Animal charities have accused TV survival expert Bear Grylls of encouraging the killing of animals to boost ratings for his current show.
In his new programme The Island, teams of men and women are left stranded in the tropics and have to fend for themselves.
This means finding water and killing animals.
Channel 4, which makes and broadcasts the show, admitted stocking the uninhabited Pearl Islands in Panama with pigs and crocodiles for the contestants to hunt and kill.
Had this taken place in the UK, the contestants could face charges and, potentially, time in prisonBear Grylls
A recent episode showed women creeping up on a sleeping pig and slashing its throat and also killing a piglet.
Male contestants also killed a crocodile – but it was later revealed this wasn’t one of those brought to the island, but a rare wild species.

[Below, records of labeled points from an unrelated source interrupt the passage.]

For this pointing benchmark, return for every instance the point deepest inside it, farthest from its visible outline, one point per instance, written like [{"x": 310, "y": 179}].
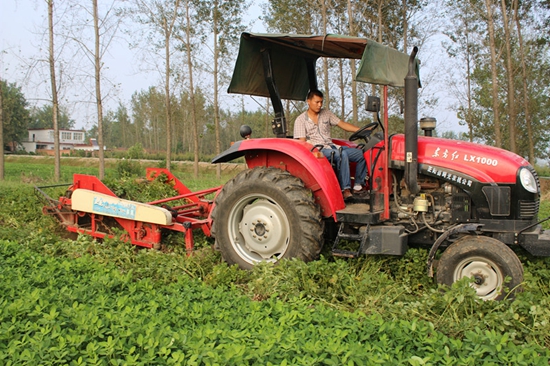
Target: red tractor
[{"x": 471, "y": 203}]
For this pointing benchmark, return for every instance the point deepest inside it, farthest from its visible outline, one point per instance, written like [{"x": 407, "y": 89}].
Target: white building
[{"x": 42, "y": 140}]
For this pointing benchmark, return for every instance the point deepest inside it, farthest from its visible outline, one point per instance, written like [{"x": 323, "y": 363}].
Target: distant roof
[{"x": 51, "y": 129}]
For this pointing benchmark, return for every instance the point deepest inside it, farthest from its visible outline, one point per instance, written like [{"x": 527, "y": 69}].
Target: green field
[{"x": 79, "y": 301}]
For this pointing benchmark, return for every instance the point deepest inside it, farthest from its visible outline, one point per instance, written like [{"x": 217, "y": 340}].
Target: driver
[{"x": 314, "y": 126}]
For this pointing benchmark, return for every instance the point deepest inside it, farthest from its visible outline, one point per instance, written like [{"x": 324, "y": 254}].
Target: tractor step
[
  {"x": 344, "y": 235},
  {"x": 344, "y": 253}
]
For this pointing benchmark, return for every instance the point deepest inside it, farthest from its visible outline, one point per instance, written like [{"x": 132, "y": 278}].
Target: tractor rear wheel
[
  {"x": 266, "y": 214},
  {"x": 488, "y": 261}
]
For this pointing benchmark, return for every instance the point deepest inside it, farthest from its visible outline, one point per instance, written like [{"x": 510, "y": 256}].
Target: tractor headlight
[{"x": 528, "y": 180}]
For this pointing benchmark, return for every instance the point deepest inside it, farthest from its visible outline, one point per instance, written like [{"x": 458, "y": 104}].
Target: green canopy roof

Animal welfare groups Peta, Animal Aid, OneKind and Viva! Have written to Channel 4 chief executive David Abraham.
The letter states: “Had this taken place in the UK, the contestants could face charges and, potentially, time in prison. The producers revealed that the pigs had been shipped to the uninhabited Pearl Islands for the show, expressly so that they could be killed and eaten by contestants.
“Torturing and killing animals is a cruel way to attempt to boost ratings and sends an especially harmful message to your young viewers, who are greatly influenced by what they see on TV. It is this kind of outright disregard for animals that keeps caseworkers inundated with cruelty-to-animals reports year-round.
“We strongly urge you, as chief executive of Channel 4, to ensure that this kind of violence is never aired again by implementing a proper animal-welfare policy. We stand ready to meet with you about this important issue.”
A Channel 4 spokesperson said: “An important part of the experiment was to find out if the men and women were capable of surviving alone and able to find sources of food, including hunting and killing for meat; a vital part of their survival as it is a source of valuable calories and protein,” said the broadcaster.
“All islanders were trained in the humane capture and dispatch of live animals and the animals were killed humanely.”
PETA is also urging the Panamanian authorities to launch prosecutions over the animal deaths.